While Dresden is prime Garbarek material, the stage setting scales up the scope of more intimate previous productions. The tunes get more expansive, Katché's drum work more massive. Out-times for interludes spotlighting a particular performer lengthen and veer farther and deeper off-course before rethreading with the lead motif or melody of a number. Things are musically more adventurous. Because of it, the vibe at times is more abstract or exploratory than some of Garbarek's famously elegiac meditations on Visible World or In Praise of Dreams for example.
But Jan Garbarek also includes flat-out crowd pleasers like "Rondo Amoroso" co-penned with Harald Sæverud. It's one of his trademark minimalist dreamy affairs which, for the occasion, duly gets a mild detour treatment into freer improvisation. It is followed by the Yuri Daniel showcase "Tao" of roaming solo bass which eventually dances atop a Brüninghaus keyboard groove. The first half closes out with a 13-minute tribute to Milton Nascimento's "Milagre Dos Peixes". It dovetails sunny statements with ambiguously chromatic harmonic progressions to once again span the entire gamut of emotional weather.
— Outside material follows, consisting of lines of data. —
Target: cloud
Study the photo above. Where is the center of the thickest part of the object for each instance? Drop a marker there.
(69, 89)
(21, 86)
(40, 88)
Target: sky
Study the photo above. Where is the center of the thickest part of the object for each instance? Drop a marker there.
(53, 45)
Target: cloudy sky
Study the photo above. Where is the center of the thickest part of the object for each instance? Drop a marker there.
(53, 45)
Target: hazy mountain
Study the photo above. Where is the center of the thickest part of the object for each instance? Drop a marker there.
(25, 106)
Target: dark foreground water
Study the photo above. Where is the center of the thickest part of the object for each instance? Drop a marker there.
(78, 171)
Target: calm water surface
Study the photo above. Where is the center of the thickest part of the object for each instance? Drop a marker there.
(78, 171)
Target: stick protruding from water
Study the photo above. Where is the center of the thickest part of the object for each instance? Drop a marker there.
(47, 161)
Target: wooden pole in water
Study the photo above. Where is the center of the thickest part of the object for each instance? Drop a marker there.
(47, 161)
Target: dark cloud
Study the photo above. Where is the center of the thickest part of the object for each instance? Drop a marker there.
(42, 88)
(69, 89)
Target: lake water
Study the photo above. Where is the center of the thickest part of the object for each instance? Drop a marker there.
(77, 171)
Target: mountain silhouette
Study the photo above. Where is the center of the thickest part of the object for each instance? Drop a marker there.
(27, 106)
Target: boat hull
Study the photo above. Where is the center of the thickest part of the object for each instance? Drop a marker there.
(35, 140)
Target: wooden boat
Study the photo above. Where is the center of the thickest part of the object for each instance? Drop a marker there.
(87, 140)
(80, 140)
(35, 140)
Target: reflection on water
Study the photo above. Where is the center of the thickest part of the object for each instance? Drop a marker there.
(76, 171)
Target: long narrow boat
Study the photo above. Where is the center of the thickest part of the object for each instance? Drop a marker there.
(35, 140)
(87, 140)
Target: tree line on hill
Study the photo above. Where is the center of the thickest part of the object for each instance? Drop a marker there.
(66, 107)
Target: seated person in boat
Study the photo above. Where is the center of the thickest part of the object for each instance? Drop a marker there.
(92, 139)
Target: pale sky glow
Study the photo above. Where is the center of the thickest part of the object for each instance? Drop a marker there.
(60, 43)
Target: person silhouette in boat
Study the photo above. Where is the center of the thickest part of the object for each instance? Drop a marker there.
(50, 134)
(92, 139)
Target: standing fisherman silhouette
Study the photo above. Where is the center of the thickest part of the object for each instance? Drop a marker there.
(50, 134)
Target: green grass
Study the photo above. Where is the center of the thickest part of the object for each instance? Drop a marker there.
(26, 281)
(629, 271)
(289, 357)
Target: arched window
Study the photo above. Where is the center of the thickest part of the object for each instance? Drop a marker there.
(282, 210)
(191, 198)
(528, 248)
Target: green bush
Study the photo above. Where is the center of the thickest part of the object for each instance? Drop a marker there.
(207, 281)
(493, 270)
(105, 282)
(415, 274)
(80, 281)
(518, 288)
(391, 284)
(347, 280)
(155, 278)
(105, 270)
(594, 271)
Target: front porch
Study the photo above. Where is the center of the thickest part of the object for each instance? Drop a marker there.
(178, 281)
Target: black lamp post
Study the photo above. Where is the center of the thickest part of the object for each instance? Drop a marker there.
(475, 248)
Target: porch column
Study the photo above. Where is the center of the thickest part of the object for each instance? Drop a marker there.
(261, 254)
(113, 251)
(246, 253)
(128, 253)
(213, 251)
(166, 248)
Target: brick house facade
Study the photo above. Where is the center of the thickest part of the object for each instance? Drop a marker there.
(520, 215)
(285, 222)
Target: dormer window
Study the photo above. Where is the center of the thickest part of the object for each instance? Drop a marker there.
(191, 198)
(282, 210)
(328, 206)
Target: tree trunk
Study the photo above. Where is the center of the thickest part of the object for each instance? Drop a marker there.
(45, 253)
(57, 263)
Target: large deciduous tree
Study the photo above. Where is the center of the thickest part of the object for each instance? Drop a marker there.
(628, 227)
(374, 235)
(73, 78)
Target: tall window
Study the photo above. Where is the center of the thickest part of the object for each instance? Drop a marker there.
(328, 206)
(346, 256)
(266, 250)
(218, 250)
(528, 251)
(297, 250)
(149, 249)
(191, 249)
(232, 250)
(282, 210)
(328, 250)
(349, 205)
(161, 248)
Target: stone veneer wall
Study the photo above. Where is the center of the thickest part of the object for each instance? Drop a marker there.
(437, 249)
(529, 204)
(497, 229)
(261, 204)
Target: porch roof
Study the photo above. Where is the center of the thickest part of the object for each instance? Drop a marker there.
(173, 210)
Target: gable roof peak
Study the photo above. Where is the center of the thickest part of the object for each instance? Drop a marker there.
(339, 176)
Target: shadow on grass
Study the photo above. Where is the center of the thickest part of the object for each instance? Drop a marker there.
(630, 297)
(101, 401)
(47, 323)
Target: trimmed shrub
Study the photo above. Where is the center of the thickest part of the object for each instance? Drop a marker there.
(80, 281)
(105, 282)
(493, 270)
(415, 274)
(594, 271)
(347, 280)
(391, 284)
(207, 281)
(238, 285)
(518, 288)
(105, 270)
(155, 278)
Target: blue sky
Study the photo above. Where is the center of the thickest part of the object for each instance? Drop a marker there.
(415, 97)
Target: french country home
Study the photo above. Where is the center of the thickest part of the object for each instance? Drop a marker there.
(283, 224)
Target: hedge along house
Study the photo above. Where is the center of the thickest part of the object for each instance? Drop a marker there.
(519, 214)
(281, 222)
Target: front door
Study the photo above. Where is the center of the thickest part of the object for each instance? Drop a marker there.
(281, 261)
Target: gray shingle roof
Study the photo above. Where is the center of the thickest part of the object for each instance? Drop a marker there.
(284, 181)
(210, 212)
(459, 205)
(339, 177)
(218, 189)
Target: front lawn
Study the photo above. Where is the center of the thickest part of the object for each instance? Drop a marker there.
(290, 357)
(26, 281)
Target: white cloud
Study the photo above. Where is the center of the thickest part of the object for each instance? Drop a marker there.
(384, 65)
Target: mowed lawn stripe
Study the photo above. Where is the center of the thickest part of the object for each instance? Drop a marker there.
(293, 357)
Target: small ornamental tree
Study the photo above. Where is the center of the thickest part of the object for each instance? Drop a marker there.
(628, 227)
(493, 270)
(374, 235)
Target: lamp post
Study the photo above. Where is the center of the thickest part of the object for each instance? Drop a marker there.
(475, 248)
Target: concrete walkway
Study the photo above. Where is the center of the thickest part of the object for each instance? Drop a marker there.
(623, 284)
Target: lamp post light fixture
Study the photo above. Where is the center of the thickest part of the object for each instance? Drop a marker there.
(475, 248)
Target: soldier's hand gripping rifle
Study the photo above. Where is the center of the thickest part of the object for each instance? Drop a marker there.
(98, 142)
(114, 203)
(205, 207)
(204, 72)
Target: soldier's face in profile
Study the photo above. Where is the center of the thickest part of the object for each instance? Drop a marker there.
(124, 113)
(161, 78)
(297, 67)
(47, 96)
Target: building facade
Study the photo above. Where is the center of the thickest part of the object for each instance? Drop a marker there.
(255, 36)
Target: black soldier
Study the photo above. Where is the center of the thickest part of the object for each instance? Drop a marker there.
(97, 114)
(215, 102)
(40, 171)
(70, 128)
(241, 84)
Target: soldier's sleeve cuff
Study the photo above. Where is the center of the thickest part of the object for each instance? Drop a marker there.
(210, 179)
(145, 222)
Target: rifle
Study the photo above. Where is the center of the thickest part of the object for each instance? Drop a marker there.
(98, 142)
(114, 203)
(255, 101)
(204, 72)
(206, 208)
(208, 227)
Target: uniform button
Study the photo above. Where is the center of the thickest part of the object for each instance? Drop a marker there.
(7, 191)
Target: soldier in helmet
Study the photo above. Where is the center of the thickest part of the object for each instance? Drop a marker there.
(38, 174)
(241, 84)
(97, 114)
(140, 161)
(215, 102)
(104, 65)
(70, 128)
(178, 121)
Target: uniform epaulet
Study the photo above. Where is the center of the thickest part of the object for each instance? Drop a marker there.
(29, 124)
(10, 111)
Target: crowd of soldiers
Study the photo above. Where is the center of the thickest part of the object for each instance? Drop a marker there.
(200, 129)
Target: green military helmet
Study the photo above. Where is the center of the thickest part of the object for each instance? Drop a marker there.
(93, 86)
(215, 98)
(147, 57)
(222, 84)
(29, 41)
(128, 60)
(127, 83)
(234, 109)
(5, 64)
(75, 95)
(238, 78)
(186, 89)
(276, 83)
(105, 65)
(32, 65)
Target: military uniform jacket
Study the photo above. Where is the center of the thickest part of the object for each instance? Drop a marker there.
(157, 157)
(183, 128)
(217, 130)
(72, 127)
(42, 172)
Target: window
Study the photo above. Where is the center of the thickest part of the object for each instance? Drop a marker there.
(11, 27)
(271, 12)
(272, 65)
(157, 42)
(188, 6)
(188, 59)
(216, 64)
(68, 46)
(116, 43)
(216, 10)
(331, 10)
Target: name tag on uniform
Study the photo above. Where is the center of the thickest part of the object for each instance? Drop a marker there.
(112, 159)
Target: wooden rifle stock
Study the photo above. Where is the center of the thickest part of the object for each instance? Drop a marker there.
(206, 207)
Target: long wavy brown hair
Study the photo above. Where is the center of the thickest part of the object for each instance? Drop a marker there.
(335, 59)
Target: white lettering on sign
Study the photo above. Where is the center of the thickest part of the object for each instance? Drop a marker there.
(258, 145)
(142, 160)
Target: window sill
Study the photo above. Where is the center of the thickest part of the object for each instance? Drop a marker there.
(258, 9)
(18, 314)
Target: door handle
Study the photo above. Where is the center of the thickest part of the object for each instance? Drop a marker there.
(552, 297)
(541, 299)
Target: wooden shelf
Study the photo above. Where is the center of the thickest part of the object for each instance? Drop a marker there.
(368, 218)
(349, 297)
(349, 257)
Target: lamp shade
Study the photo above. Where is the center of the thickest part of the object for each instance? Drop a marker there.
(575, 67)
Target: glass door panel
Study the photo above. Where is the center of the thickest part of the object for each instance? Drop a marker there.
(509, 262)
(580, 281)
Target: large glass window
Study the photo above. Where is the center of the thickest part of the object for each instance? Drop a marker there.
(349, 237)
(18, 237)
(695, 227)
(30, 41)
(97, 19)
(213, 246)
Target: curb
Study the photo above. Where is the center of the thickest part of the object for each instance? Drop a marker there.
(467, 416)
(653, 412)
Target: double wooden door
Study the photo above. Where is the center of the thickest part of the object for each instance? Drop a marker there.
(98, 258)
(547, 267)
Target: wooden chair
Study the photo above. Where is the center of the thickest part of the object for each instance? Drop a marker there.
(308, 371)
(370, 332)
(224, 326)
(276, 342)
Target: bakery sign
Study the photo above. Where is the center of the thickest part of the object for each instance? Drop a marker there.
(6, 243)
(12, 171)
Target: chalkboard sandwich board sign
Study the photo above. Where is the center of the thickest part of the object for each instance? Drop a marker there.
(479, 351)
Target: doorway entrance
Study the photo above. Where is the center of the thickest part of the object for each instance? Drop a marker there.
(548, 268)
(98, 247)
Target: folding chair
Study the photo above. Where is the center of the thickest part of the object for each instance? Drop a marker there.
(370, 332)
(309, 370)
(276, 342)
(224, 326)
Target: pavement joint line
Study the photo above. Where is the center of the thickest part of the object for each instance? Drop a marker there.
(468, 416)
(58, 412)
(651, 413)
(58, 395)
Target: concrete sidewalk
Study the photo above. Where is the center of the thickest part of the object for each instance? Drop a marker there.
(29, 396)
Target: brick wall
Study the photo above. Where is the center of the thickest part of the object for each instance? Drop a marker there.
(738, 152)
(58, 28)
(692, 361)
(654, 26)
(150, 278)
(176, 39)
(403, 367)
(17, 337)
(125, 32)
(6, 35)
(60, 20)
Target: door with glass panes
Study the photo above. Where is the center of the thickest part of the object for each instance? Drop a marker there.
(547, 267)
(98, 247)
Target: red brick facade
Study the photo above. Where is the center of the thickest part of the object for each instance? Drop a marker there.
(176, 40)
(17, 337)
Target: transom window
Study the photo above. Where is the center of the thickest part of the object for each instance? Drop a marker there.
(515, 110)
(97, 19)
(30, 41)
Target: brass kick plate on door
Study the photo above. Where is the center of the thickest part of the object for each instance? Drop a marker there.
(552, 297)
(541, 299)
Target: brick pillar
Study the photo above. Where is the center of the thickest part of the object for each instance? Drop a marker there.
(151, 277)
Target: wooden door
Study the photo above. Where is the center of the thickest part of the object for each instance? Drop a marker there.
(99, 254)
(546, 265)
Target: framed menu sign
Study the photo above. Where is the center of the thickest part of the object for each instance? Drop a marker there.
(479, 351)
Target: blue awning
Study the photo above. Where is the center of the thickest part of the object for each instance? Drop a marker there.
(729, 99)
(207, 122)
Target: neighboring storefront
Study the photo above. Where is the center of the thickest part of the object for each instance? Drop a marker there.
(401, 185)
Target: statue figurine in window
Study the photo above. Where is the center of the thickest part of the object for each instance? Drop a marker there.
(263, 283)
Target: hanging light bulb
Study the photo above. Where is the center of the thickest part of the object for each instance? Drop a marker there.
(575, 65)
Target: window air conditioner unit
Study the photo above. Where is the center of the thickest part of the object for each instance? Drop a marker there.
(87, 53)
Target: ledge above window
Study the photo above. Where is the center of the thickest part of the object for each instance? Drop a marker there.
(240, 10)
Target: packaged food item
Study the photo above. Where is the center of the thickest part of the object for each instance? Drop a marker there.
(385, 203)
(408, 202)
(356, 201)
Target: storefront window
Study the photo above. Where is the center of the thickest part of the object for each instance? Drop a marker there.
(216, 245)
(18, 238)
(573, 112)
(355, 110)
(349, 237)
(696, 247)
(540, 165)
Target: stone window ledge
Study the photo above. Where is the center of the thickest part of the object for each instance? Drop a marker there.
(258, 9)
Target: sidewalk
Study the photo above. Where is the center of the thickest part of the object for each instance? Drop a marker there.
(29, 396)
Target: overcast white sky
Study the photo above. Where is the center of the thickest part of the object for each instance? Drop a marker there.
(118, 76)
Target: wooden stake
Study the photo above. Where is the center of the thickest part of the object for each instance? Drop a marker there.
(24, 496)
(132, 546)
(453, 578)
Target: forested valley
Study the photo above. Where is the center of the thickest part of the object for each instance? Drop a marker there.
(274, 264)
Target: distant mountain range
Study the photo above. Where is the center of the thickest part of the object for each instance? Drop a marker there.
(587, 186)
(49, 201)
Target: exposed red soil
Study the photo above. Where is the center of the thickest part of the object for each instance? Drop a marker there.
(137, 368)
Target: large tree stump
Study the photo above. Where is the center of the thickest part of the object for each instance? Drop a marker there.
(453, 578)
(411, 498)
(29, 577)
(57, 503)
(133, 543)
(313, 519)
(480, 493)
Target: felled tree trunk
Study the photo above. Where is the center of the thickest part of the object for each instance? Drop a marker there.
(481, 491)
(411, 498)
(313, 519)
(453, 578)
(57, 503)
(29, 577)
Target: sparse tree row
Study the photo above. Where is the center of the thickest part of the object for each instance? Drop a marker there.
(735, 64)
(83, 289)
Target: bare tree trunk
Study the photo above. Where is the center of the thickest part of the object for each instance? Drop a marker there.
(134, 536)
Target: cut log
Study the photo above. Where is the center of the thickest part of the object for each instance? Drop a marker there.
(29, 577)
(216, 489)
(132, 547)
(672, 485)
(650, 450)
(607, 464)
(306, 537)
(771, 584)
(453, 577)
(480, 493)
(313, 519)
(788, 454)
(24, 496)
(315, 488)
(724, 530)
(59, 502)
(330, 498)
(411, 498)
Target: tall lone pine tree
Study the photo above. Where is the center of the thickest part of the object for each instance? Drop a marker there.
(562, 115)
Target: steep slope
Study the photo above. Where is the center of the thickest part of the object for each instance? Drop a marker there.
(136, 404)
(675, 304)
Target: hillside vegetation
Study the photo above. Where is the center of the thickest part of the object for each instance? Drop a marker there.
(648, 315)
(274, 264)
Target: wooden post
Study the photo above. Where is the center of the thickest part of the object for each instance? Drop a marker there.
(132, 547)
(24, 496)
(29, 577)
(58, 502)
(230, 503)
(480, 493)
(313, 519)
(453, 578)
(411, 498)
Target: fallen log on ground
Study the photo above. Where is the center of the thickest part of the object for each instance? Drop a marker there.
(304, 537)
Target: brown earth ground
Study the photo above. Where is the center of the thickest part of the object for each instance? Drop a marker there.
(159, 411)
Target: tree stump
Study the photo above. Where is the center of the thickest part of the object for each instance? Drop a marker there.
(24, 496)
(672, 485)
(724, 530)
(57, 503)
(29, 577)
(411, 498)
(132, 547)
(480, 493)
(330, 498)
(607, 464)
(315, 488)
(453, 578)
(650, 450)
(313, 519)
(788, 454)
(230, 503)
The post intermission half opens with "There were swallows", a tender ballad with tendril-like melodic turns that showcase Garbarek's enviable compositional chops. The beefy bridge has Brüninghaus lean deeply into potent piano chords which he gets to revisit pared down and tweaked with longing in the dreamy extro. That leads sneakily into "The Reluctant Saxophonists" whose opening motif echoes the "Swallows" before turning ebullient. When the opening bars of "Once I Dreamt A Tree Upside Down" break forth, the audience responds with applauding recognition to be quickly whisked away into a hip-swaying dancy number. Then Manu Katché gets occasion to "Grooving Out!", a broad-shouldered thunder-god workout over 3:30 minutes and across his full drum set which suddenly becomes the lead-in for "Nu Bein". Here Katché is greeted by Jan Garbarek's selje flute that intones a shepherd's ditty over a brisk tempo and gets fancy with flutter-tongue staccato embellishments before the tune takes off like a freight train under Brüninghaus' explosive drive. The closer is called "Voy Cantando"—I keep singing—which is exactly what an artist of Garbarek's stature should be doing. And Dresden shows how it's done stepping out of the chorus line.